Ascending a hilly rise, topped with a great grove of nut trees, Andy got a glimpse of a farmhouse. He was anticipating a fine cool draught of well water, when a terrific din sounded out beyond the grove. There were the violent snortings of cattle, the sound of smashing boards, a mixed cackle of all kinds of fowls, and thrilling human yells.

Suddenly rounding the road there dashed straight into Andy’s arms a terror-faced, tow-headed youth, the one who had now put down the hill as if horned demons were after him.

Andy divined that the center of commotion and its cause must focus at the farmhouse. He ran ahead to come in view of the structure.

“I declare!” gasped Andy.

Wherever there was a cow, a horse, or a chicken, the creature was in action. They seemed putting for shelter in a mad flight. Rushing along the path leading to the farmhouse, a gaunt, rawboned farmer was sprinting as for a prize. He cast fearsome glances over his shoulder, and bawled out something to his wife, standing spellbound in the open doorway, bounded past her, sweeping her off her feet, and slammed the door shut with a yell.

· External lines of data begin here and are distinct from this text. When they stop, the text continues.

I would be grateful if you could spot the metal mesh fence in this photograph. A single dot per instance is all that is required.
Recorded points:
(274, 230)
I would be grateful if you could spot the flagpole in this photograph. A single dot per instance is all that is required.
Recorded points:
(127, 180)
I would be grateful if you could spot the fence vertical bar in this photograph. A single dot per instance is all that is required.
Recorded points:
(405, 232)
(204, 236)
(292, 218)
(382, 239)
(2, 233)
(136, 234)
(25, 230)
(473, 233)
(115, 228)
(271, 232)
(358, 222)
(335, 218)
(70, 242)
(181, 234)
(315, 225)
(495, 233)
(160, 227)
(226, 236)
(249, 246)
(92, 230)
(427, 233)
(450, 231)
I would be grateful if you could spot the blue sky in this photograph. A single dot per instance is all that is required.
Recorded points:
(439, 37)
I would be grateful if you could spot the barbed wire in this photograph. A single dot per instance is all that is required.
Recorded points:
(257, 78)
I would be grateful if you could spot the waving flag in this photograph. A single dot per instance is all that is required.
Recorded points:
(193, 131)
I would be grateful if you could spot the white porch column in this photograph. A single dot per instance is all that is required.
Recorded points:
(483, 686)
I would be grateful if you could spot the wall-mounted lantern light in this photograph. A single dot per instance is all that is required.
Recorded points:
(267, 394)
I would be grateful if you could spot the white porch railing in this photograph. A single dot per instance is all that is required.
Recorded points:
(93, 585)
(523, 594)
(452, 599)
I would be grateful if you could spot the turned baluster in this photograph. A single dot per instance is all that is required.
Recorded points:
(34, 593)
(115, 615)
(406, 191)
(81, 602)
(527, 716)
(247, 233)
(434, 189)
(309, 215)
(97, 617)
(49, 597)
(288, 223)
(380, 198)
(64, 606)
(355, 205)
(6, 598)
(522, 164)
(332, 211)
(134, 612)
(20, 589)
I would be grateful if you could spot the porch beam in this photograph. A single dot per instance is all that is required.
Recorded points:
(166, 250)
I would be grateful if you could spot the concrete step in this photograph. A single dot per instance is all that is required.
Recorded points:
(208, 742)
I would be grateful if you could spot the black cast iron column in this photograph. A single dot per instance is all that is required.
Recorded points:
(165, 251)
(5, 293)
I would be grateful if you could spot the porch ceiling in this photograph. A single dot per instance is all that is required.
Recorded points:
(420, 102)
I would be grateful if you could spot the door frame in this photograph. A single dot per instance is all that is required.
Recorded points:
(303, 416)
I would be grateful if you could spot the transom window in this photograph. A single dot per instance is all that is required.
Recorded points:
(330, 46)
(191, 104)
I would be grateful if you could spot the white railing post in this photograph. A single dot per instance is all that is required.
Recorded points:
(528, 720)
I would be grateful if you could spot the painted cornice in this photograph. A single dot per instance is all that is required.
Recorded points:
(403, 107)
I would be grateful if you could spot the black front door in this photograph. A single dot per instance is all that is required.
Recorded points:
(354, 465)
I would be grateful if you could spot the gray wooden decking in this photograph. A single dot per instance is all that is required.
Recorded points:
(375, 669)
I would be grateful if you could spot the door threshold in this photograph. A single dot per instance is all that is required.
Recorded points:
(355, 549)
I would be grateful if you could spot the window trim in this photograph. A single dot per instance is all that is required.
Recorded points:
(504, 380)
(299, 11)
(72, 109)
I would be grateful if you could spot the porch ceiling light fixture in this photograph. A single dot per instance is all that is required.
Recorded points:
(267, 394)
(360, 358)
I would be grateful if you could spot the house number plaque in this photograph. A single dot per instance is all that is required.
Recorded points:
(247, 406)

And then Andy’s wondering eyes became fixed on an object that quite awed and startled him for the moment. Resting over the roof of the great barn at the rear of the house was a fantastic creation of sea-gull aspect, flapping great wings of snowy whiteness. Spick and span, with graceful outlines, it suggested some great mechanical bird.

“Why,” breathed Andy, lost in wondering yet enchanting amazement, “it’s an airship!”

Andy had never seen a perfect aeroplane before. Small models had been exhibited at the county fair near Princeville, however, and he had studied all kinds of pictures of these remarkable sky-riders. The one on the barn fascinated him. It balanced and fluttered—a dainty creation—so frail and delicately adjusted that his mechanical admiration was aroused to a degree that was almost thrilling.

Blind to jeopardy, it seemed, a man was seated about the middle of the tilting air craft. The barn roof was about twenty-five feet high, but Andy could plainly make out the venturesome pilot, and his mechanical eye ran over the strange machine with interest and delight.

A hand lever seemed to propel the flyer, and this the man aloft grasped while his eyes roved over the scene below.